A Northbrook-based engineering firm is getting a chance to help fix history.
Crews from Wiss, Janney, Elstner Associates Inc. are heading up the visual inspection of the earthquake-damaged Washington Monument. But despite the dizzying heights to which their work takes them, employees described the work as pretty routine.
"We’re problem solvers. We look for trouble in buildings and bridges and figure out how to fix it," said company President and CEO William Nugent.
As employees watched a live video feed from the nation's capital, four of their colleagues -- architectural engineer Erik Sohn, civil engineer Emma Cardini, architect Daniel A. Gach and civil engineer Katie Francis -- were suspended high in the air, rappelling down the 555 foot stone obelisk looking for damage.

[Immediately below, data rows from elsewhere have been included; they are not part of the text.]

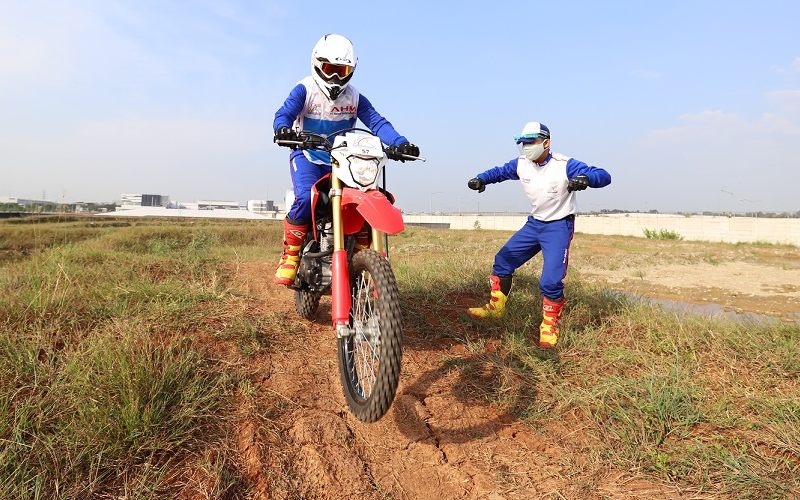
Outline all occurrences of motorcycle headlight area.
[347,155,380,186]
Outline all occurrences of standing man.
[467,122,611,349]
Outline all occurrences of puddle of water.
[621,292,800,324]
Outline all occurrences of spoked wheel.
[294,290,319,320]
[338,250,403,422]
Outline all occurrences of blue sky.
[0,0,800,211]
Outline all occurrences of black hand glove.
[272,127,300,142]
[397,142,419,156]
[567,174,589,192]
[467,177,486,193]
[386,142,419,163]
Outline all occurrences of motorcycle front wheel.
[337,249,403,423]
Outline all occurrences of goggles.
[514,134,550,144]
[320,63,353,79]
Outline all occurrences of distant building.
[247,200,278,214]
[120,194,169,210]
[0,196,50,207]
[197,200,239,210]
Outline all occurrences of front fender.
[342,187,404,234]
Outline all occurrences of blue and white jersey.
[273,76,408,165]
[478,153,611,222]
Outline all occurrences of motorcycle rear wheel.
[337,249,403,423]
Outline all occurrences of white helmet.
[311,35,358,100]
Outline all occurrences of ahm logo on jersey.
[331,106,356,115]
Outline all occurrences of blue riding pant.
[492,215,575,300]
[287,154,331,224]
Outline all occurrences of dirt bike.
[277,128,424,422]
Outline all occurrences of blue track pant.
[287,154,331,224]
[492,216,575,300]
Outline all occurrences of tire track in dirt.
[236,265,676,500]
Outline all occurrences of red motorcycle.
[277,128,424,422]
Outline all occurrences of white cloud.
[615,90,800,211]
[0,120,276,200]
[631,69,662,80]
[769,57,800,75]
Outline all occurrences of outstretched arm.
[478,158,519,184]
[356,94,408,146]
[272,83,306,132]
[567,158,611,188]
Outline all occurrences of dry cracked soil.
[222,263,696,500]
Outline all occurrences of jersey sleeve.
[356,94,408,146]
[272,83,306,132]
[478,158,519,184]
[567,158,611,188]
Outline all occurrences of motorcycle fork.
[330,170,352,330]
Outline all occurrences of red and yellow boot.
[467,276,511,319]
[539,297,567,349]
[272,219,306,286]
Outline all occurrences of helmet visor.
[319,62,353,79]
[514,134,547,144]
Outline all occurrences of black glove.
[386,142,419,163]
[397,142,419,156]
[272,127,300,142]
[467,177,486,193]
[567,174,589,192]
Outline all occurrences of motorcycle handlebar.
[275,129,427,162]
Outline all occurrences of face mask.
[522,142,544,162]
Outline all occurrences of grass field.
[0,218,800,498]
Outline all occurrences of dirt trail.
[231,264,677,499]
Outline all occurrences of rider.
[467,122,611,349]
[273,34,419,286]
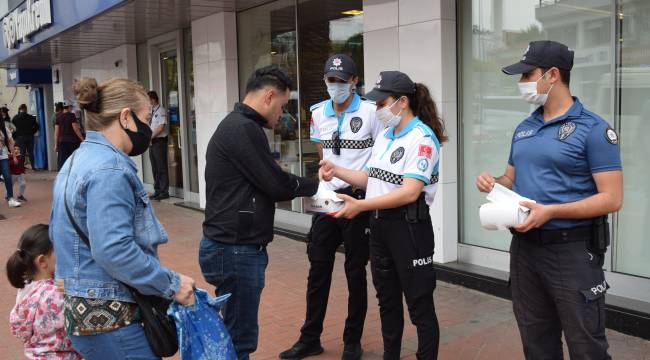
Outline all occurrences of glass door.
[160,50,184,198]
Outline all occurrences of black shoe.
[341,343,363,360]
[280,341,324,359]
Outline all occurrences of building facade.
[0,0,650,337]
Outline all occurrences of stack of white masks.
[479,184,535,230]
[304,182,345,214]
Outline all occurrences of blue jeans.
[199,238,269,360]
[0,159,14,199]
[70,324,160,360]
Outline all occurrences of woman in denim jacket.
[50,78,194,360]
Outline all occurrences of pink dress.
[9,279,82,360]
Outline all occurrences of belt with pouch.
[510,226,592,244]
[371,193,431,223]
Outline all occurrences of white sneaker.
[7,198,22,207]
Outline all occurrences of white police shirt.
[365,117,440,205]
[310,94,384,190]
[149,105,169,138]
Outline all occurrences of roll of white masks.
[479,184,535,230]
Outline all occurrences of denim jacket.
[50,131,180,302]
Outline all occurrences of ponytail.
[7,224,52,289]
[407,83,449,144]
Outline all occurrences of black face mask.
[122,111,153,156]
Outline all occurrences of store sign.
[2,0,52,49]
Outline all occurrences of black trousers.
[300,213,368,344]
[149,137,169,194]
[16,135,34,170]
[370,216,440,360]
[510,236,611,360]
[57,142,79,170]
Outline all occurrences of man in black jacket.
[199,66,318,360]
[11,104,38,170]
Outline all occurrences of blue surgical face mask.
[325,81,352,104]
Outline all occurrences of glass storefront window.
[459,0,612,250]
[614,0,650,277]
[237,0,301,211]
[237,0,363,212]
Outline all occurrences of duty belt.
[510,226,592,244]
[371,193,431,222]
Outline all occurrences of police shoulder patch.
[557,121,576,140]
[605,128,618,145]
[390,146,404,164]
[350,116,363,134]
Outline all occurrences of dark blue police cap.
[364,71,415,102]
[501,40,573,75]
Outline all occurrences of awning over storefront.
[0,0,265,69]
[7,68,52,86]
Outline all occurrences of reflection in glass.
[460,0,614,250]
[237,0,301,211]
[614,0,650,277]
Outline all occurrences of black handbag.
[63,154,178,357]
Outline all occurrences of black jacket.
[203,103,318,245]
[11,112,38,137]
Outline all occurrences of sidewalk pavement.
[0,172,650,360]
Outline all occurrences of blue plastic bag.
[167,289,237,360]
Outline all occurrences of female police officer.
[320,71,446,359]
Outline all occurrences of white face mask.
[325,81,352,104]
[518,70,555,106]
[375,99,402,127]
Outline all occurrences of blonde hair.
[72,77,149,131]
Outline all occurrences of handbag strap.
[63,151,90,249]
[63,151,137,297]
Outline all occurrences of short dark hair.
[147,90,160,102]
[246,65,291,94]
[541,68,571,86]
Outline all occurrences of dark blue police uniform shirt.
[508,97,622,229]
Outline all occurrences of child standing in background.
[7,224,81,360]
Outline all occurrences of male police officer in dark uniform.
[476,41,623,360]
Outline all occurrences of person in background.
[0,106,16,134]
[9,147,27,202]
[54,102,84,170]
[0,121,21,208]
[11,104,38,170]
[7,224,81,360]
[148,91,169,200]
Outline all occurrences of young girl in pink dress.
[7,224,81,360]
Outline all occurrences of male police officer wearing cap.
[476,41,623,360]
[280,54,383,359]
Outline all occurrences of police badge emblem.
[390,146,404,164]
[350,116,363,134]
[558,121,576,140]
[605,128,618,145]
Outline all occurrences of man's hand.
[174,274,194,306]
[334,194,365,219]
[513,201,554,233]
[476,172,496,193]
[318,160,336,181]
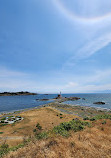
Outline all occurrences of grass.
[83,114,111,121]
[0,107,111,158]
[53,119,91,137]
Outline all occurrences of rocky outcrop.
[0,91,37,96]
[36,98,49,101]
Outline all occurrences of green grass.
[53,120,91,137]
[83,114,111,121]
[0,132,3,134]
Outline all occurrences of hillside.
[0,104,111,158]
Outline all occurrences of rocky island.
[0,91,37,96]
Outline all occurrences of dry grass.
[0,107,111,158]
[0,107,75,146]
[4,120,111,158]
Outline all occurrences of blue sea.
[0,93,111,113]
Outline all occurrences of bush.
[36,123,42,130]
[90,114,111,121]
[33,129,37,133]
[53,120,90,136]
[83,116,89,120]
[102,120,106,125]
[0,144,9,157]
[0,132,3,134]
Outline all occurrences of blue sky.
[0,0,111,93]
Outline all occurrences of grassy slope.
[0,104,111,158]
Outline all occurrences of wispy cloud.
[63,33,111,69]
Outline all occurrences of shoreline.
[0,102,111,118]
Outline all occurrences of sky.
[0,0,111,93]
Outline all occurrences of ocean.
[0,93,111,113]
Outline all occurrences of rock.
[36,98,49,101]
[93,102,105,105]
[66,97,80,101]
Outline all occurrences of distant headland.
[0,91,37,96]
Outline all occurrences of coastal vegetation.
[0,103,111,158]
[0,91,37,96]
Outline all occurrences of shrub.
[33,129,37,133]
[83,116,89,120]
[0,132,3,134]
[102,120,106,125]
[0,144,9,157]
[53,119,91,136]
[90,114,111,121]
[36,132,48,140]
[36,123,42,130]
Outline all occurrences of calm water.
[0,94,111,113]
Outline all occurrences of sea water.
[0,93,111,113]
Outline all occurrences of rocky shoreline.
[0,91,37,96]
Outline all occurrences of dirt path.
[0,136,26,140]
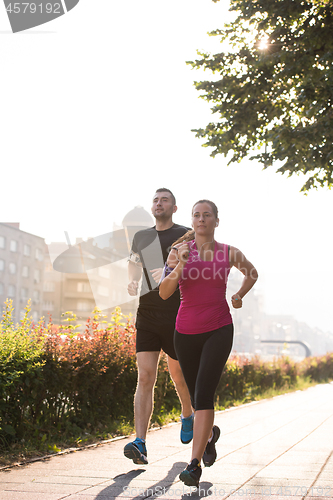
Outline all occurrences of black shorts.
[135,310,177,359]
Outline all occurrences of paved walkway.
[0,383,333,500]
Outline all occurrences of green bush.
[0,301,333,446]
[216,353,333,406]
[0,301,179,444]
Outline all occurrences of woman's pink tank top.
[176,240,232,334]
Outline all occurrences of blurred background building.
[0,217,333,359]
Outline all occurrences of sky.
[0,0,333,332]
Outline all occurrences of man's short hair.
[155,188,176,205]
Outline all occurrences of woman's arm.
[230,247,258,309]
[159,243,189,300]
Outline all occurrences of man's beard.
[154,212,172,221]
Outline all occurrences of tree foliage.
[189,0,333,192]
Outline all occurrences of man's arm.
[127,260,142,296]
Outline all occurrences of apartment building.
[0,222,45,322]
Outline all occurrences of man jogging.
[124,188,193,464]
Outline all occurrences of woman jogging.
[159,200,258,486]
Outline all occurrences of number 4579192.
[6,2,61,14]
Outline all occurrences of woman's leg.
[174,330,201,409]
[191,410,214,462]
[192,325,233,461]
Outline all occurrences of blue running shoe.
[180,413,194,444]
[179,458,202,488]
[124,438,148,465]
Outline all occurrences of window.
[97,285,109,297]
[43,281,55,292]
[43,300,54,312]
[10,240,17,252]
[77,302,90,311]
[35,248,43,262]
[22,266,29,278]
[77,282,91,293]
[8,262,16,274]
[23,245,31,257]
[98,266,110,278]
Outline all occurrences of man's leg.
[134,351,160,439]
[167,356,193,418]
[124,351,160,465]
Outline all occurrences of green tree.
[189,0,333,192]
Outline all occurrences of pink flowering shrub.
[0,301,333,447]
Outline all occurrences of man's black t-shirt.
[131,224,188,313]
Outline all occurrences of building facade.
[0,223,45,322]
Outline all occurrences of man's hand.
[231,293,243,309]
[127,280,139,296]
[150,267,163,283]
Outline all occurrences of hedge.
[0,300,333,445]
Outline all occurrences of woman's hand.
[150,267,163,284]
[231,293,243,309]
[177,243,190,264]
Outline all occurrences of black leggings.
[174,324,234,410]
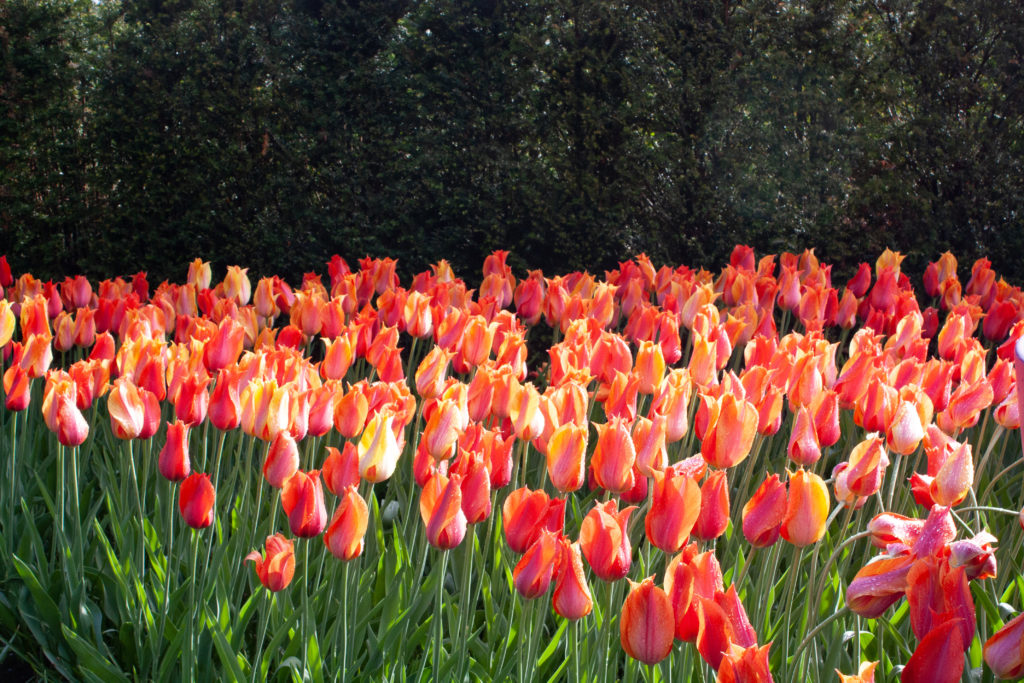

"They may do some tapping. They certainly will be taking some close up photographs and then the documenting will really be what they relay verbally to folks on the ground who will record that," said Nugent.
All told, the inspection process could run through mid-October. WJE will then make its recommendations to the National Park Service on how to repair the monument, which suffered some cracks during the quake, but no significant structural damage.
The Park Service documented the condition of each stone between 1999 and 2000, when scaffolding went up around the Monument. The climbers will carry iPads in order to check the conditions of the stone against the previous records.
The team can conduct their survey during rain, but will come down if lightning or winds over 20 miles per hour threaten.
The ropes for the climbers are anchored to a beam inside the monument. The Park Service was careful to emphasize that no holes had been drilled into the exterior of the monument.
Nugent said that despite the high interest in the project, the work itself is pretty routine, considering the 70,000 projects undertaken over the firm’s 55 years, such as work on Soldier Field and the New York Public Library.
And yet looking at the bigger picture, Nugent treasures the opportunity to work on this national treasure.
"We’re proud Americans and to get an opportunity to work on a structure like the WM, it’s just a tremendous honor… I think any one of us would have happily worked on this structure even without compensation, because the opportunity to work on the Washington Monument is a once-in-a-lifetime opportunity for us," he said.
The Aug. 23 quake had a magnitude of 5.8 and was centered near Mineral, Va., shaking cities up and down the East Coast. In addition to damaging the Washington Monument, the quake also caused significant damage to the Washington National Cathedral.
Days later, Hurricane Irene lashed the monument with strong winds and heavy rain. More cracks became apparent, and there was some interior flooding.